# Neural Network Classifier Python Implementation #

Here I present a python implementation of a Neural Network from scratch. I started from the lectures and (MATLAB) exercises on Neural Networks from Andrew NG course "Machine Learning" available on Coursera.
I then expand the options. In this implementation you can add new layer and units on the Neural Network without the need to modify the code. This is a mere exercise and it is not intended as state of the art. Still the results are pretty satisfying and I have anjoyed a lot doing it. I have tested the algorithm on hand writing recognition data provided by the already mentioned "Machine Learning" Course.

In [203]:
import numpy as np
from scipy.optimize import fmin_cg

def sigmoid(X):
    """
    It returns the sigmoid function applied to the matrix X. X may have any shape.
    """
    sig = 1/(1+np.exp(-X))
    return sig

def sigmoidGradient(X):
    """
    It returns the derivative of the sigmoid function calculated at X. X is a matrix and may have any shape.
    """
    sig_g = sigmoid(X)*(1-sigmoid(X))
    return sig_g

def Rand_param_Theta(In_value, Out_value):
    """
    It returns a (Out_value x In_value+1) random matrix with small entries.
    """
    epsilon_init = 0.12
    Rand_param = np.random.rand(Out_value, In_value+1) * 2 * epsilon_init - epsilon_init
    return Rand_param


def nn_predict(nn_params, layers_data, X, min_class_pred = 0):
    """
    The function returns a vector with the classification prediction for the set X.
    min_class_pred identify the smaller integer in the classification and must be adjusted accordingly to your
    classification labels. For instance if your labels are 1-10 you need to set min_class_pred =1. This is because
    the predictions are obtained from the indeces of a matrix and python as base index 0. By default it is setted
    on zero.
    """
    Theta_vec = reshape_thetas(nn_params, layers_data) 
    m = np.shape(X)[0]
    h_pred = [0 for i in range(len(Theta_vec)+1)]
    h_pred[0] = np.hstack((np.ones(m)[np.newaxis].T, X))
    for i in range(len(h_pred)-1):
        h = sigmoid(h_pred[i]@Theta_vec[i].T)
        if i == len(h_pred)-2:

            h_pred[i+1] = h                                           # h_pred[-1] is (num_exp x num_label) matrix. The entry (i,j) contains the probabilities
                                                                      # that the i-th experiment is classified as label j
        else:
            h_pred[i+1] = np.hstack((np.ones(m)[np.newaxis].T, h))

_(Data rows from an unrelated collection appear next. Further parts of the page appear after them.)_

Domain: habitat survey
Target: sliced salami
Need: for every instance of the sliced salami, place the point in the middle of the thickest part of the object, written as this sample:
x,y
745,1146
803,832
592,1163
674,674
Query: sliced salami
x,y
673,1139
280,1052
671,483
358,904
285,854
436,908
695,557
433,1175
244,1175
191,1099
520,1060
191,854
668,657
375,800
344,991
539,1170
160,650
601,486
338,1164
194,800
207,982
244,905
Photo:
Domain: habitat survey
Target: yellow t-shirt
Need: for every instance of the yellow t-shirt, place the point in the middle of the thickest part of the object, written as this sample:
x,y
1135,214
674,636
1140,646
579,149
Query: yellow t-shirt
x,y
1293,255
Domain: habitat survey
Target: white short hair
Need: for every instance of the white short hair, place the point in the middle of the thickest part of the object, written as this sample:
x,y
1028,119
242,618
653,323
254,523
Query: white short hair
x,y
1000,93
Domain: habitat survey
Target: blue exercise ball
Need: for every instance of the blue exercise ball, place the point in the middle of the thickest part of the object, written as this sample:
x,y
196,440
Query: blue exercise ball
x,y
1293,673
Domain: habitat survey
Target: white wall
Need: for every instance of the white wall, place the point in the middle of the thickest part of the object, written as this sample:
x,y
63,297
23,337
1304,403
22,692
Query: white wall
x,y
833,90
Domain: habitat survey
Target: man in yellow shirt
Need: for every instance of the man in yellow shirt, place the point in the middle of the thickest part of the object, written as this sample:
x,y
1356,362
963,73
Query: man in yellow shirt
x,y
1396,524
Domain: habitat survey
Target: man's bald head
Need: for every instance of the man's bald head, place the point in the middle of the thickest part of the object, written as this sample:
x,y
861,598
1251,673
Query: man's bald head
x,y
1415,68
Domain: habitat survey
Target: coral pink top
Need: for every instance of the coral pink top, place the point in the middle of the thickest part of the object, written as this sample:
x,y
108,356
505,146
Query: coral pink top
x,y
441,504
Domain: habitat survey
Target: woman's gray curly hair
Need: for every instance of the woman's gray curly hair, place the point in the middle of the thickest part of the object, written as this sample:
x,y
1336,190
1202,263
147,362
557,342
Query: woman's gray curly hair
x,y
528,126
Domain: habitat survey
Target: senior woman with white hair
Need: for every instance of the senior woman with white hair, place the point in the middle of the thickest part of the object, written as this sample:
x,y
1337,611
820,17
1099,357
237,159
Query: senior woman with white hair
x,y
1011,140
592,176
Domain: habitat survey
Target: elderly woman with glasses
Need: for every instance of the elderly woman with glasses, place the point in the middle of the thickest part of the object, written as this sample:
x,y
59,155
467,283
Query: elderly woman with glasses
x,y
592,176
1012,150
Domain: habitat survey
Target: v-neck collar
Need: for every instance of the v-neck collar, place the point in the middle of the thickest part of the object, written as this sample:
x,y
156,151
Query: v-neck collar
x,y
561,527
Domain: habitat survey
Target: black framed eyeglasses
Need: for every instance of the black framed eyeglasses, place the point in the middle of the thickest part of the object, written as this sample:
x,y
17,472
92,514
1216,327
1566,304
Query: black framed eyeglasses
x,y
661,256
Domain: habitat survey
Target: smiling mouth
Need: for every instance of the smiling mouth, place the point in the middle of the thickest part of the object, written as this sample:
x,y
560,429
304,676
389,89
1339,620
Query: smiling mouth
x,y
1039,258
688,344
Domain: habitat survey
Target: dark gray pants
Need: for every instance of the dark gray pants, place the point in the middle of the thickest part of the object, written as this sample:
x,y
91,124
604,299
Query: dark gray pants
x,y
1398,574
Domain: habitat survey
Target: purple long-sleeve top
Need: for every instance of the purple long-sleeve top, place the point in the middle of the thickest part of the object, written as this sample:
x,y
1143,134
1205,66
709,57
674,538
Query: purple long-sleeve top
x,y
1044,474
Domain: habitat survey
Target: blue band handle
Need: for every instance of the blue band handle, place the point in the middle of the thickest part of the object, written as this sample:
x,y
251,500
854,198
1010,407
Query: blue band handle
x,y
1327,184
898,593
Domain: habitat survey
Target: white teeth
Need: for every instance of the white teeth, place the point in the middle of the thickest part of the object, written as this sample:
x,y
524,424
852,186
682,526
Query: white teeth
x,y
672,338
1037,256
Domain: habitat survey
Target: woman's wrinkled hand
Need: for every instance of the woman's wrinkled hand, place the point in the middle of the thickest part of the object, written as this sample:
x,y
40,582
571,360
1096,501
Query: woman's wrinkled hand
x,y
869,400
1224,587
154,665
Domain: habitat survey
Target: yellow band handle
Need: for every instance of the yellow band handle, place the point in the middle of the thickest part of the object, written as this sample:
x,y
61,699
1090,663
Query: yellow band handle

    return np.argmax(h_pred[-1],axis = 1)+min_class_pred

def reshape_thetas(nn_params,layers_data):
    """
    Given a vector v and a list of integers L of lenght n it will returns a list of n-1 matrices exatrapolated by the vector v.
    The shape of a returned matrix is (j x (i+1)) where [...,i,j,..] are two consecutive entries of the list L.
    If it will not be possible automatically rise an Error. The order to reshape the matrices is F = Fortran.
    """
    T_list = []
    start_ind = 0
    for i in range(len(layers_data)-1):
        n = layers_data[i+1]
        m = layers_data[i] + 1
        dum = np.reshape(nn_params[start_ind:start_ind+n*m], (n, m), order = 'F')
        T_list.append(dum)
        start_ind = start_ind + n*m
    return T_list

def  ForwardProp(nn_params, layers_data, X, Y):
    """
    It compute the Forward Propagation of the Neural Network. It returns 
            -a_vec : a vector containing the computed value of the units for each layer.
                    Therefore a_vec[0] are the input units + bias, while a_vec[-1] are
                    the outputs units without the bias to use in the activation function.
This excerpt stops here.